墳長68.5m、後円部径39.5m、後円部高6 m、前方部長30mである。
 前方部が三味線のバチ形に開く最古形式の前方後円墳である。しかしながら、採集されている埴輪は、最も古い埴輪である都月型よりもやや新しい。対岸の讃岐地域では、バチ形に開く前方部が比較的新しい時期まで認められる。本墳も同様の可能性がある。ただし平面形については、奈良県桜井市箸墓古墳の4分の1相似形という指摘もされている。

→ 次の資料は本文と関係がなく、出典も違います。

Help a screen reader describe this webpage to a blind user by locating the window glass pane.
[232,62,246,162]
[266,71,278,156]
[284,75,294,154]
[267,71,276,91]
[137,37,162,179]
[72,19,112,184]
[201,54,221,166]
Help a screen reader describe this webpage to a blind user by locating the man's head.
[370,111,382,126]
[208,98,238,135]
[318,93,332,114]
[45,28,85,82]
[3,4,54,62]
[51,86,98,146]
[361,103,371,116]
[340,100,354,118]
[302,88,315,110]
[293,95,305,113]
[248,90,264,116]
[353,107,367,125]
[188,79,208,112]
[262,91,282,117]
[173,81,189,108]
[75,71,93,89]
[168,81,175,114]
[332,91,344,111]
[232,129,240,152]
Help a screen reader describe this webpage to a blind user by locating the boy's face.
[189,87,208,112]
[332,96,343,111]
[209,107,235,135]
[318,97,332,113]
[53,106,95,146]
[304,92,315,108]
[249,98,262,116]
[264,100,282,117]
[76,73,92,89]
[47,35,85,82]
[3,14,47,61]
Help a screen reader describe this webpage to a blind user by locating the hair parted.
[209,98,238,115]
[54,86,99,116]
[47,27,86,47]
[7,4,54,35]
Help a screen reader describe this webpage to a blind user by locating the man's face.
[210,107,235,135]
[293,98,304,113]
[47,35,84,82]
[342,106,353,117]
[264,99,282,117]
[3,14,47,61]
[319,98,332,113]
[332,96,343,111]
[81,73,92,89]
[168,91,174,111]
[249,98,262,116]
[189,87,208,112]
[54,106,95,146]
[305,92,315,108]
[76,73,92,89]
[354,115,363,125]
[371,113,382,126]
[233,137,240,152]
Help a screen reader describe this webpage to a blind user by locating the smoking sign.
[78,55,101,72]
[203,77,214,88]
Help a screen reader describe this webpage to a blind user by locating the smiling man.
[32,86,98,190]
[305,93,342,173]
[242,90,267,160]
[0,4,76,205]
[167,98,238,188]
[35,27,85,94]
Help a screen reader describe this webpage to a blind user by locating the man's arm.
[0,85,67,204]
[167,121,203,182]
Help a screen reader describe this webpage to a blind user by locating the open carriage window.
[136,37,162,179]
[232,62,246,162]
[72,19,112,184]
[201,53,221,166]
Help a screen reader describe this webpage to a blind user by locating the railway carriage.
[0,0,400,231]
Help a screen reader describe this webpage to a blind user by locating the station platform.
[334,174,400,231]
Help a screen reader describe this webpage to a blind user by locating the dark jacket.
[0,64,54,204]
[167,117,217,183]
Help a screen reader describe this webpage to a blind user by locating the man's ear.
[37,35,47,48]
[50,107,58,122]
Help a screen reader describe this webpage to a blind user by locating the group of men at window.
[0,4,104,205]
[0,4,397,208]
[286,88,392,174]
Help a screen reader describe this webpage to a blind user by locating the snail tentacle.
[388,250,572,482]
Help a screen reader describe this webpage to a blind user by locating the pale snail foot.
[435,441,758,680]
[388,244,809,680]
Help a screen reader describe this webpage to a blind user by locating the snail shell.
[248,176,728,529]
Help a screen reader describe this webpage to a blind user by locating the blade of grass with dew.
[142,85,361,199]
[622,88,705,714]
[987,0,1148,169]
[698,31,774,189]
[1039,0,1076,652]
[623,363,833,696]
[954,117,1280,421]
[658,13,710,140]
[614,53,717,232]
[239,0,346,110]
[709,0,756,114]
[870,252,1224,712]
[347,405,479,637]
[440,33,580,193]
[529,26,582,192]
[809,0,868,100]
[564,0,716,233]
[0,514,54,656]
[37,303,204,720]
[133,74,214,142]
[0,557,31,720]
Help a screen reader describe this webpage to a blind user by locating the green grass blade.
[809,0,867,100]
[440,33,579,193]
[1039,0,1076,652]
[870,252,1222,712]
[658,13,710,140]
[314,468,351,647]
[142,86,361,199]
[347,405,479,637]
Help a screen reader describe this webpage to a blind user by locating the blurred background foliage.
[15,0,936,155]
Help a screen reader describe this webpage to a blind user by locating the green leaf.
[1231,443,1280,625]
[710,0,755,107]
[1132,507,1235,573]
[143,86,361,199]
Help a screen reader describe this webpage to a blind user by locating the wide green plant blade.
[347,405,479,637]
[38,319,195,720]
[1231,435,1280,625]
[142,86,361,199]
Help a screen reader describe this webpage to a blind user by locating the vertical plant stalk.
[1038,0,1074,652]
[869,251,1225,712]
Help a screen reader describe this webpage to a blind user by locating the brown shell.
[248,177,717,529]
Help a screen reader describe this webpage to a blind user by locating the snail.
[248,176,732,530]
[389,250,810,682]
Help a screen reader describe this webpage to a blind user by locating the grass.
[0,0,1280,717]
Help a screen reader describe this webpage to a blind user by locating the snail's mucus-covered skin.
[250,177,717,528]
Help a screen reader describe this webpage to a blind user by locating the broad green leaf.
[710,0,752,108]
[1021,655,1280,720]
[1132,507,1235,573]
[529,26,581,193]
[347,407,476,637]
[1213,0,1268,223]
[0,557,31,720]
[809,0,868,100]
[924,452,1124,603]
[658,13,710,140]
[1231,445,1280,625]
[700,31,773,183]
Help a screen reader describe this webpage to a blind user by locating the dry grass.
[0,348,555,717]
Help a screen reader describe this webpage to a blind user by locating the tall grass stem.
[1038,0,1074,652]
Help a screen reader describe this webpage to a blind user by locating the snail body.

周囲には、墳長が15m未満の小墳が2〜4 基分布しており、小規模な古墳群を形成している。
 さらに南側には「石間江」(岡山市米田付近)という古代の港湾が想定されることから、海上交通路を意識して築かれたものと考えられる。
 本墳は、北西2.0 qの位置にある備前車塚古墳に続く首長墓と考えられる。
 この両古墳の墳形をみると、撥型に開いた前方部の片方の角が反対の角に比べて突き出している。備前車塚古墳では南、宍甘山王山古墳では西の角である。

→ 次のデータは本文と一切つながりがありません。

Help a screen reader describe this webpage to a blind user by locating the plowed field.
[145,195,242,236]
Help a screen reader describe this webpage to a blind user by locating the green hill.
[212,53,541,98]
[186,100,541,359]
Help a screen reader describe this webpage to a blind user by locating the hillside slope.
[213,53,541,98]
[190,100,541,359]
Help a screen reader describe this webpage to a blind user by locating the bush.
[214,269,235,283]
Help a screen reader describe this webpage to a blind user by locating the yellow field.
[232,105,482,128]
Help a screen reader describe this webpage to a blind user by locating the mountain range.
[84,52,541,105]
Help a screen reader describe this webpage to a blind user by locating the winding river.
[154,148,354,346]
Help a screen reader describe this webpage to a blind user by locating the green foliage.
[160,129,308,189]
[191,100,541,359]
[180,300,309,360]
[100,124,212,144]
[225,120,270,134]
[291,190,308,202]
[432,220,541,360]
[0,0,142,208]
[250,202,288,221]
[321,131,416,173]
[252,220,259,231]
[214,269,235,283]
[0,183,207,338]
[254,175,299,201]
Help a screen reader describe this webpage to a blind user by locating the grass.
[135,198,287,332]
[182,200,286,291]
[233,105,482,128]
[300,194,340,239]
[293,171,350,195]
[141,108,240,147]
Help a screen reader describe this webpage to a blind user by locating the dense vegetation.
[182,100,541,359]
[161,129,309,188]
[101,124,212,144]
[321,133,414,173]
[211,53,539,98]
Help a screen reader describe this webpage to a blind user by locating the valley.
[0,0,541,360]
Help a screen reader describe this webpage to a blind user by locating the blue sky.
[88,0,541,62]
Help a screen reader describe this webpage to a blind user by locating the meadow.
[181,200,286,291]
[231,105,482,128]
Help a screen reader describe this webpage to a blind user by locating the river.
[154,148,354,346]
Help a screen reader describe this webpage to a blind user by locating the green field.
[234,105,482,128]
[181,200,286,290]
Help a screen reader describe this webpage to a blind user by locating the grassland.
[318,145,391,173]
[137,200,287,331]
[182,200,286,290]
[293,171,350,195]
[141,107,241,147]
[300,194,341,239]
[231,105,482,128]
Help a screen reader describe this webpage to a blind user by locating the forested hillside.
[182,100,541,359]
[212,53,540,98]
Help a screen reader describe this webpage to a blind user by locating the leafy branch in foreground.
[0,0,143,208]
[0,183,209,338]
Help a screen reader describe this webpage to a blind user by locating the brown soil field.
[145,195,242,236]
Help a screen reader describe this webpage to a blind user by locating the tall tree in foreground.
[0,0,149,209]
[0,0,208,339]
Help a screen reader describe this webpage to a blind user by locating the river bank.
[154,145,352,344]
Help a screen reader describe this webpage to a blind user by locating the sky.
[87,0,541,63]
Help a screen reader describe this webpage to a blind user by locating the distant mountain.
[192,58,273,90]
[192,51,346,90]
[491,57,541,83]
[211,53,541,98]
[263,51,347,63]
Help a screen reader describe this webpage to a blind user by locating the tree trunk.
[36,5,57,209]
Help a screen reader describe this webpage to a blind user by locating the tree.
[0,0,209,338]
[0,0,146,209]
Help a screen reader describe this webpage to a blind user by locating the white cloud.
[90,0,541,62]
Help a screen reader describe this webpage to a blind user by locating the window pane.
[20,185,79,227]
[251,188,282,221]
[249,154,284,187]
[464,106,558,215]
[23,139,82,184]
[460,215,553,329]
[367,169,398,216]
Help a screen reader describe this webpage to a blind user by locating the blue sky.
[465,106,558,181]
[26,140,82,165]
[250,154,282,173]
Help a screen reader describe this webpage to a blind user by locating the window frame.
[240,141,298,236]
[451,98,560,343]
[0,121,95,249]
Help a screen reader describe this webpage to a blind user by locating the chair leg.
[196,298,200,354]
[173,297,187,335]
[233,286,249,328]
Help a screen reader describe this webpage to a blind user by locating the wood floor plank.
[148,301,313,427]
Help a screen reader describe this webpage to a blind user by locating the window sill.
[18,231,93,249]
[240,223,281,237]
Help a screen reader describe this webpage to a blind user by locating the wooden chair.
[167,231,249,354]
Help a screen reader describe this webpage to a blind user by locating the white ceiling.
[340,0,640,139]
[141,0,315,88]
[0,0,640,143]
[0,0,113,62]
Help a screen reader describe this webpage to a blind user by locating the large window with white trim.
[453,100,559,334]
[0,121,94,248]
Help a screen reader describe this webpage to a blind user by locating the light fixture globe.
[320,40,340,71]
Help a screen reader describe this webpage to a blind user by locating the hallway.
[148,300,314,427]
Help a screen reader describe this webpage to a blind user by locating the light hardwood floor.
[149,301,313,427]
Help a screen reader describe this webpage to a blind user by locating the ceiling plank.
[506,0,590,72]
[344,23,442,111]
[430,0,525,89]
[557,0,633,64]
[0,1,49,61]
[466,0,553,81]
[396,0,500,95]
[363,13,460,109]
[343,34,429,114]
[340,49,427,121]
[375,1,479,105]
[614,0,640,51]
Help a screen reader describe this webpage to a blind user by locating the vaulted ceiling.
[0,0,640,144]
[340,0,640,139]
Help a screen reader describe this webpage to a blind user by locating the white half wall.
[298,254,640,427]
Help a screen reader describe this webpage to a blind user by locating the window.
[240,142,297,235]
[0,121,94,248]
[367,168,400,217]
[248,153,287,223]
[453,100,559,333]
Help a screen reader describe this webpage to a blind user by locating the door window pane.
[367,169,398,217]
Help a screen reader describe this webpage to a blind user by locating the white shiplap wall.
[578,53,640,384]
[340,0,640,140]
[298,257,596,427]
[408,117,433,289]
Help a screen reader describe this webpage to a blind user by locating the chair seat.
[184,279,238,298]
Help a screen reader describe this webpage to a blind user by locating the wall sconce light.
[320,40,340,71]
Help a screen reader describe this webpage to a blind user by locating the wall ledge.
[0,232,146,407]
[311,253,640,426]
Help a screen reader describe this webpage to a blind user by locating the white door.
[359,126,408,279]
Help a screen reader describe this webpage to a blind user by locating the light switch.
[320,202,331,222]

 山王社は山王権現(大山咋神(おおやまくいのかみ))を祭る。

 山王信仰は,滋賀県大津市の日吉大社に対する信仰である。その起源は近江の比叡山(日枝山)一帯に古くからあった山岳信仰である。主祭神は,大山咋(オホヤマクヒ)とされる。『古事記』の系譜では,大山咋神は大年神の御子,すなわち素戔嗚尊(スサノヲ)の孫にあたる。

平安時代になって伝教大師・最澄が日枝山に延暦寺を建立したが,山麓の日吉の神々を延暦寺の鎮護神・護法神として尊重し,「山王」と呼んだ。これは中国の天台山に山王祠が祭られていることにならったものである。これにより,両者の習合が始まった。これ以後,日吉大社は仏教風に「山王権現」「日吉山王」とも呼ばれるようになり,天台宗の隆盛に合わせてその信仰も拡大した。また延暦寺系の寺院が比叡山の山王神を勧請したことによって山王権現の信仰も全国に広まった。日吉大社の神霊が各地に分霊されて日吉神社・日枝神社が建てられた。

鎌倉時代になると,天台宗の教学と日吉の神への信仰を結合した「山王神道」が確立し,山王神は釈迦の垂迹とされ,さらに下ると伊勢神道の影響によって天照大神と日吉の神を同一とする主張も現れた。
しかし,明治政府の宗教政策によって延暦寺と山王権現は分離された。

山王信仰の特徴のひとつに,猿が神の使いとされることが知られている。比叡山土着の古い信仰において,その山に棲息する猿を神の使いとしていたのかもしれない。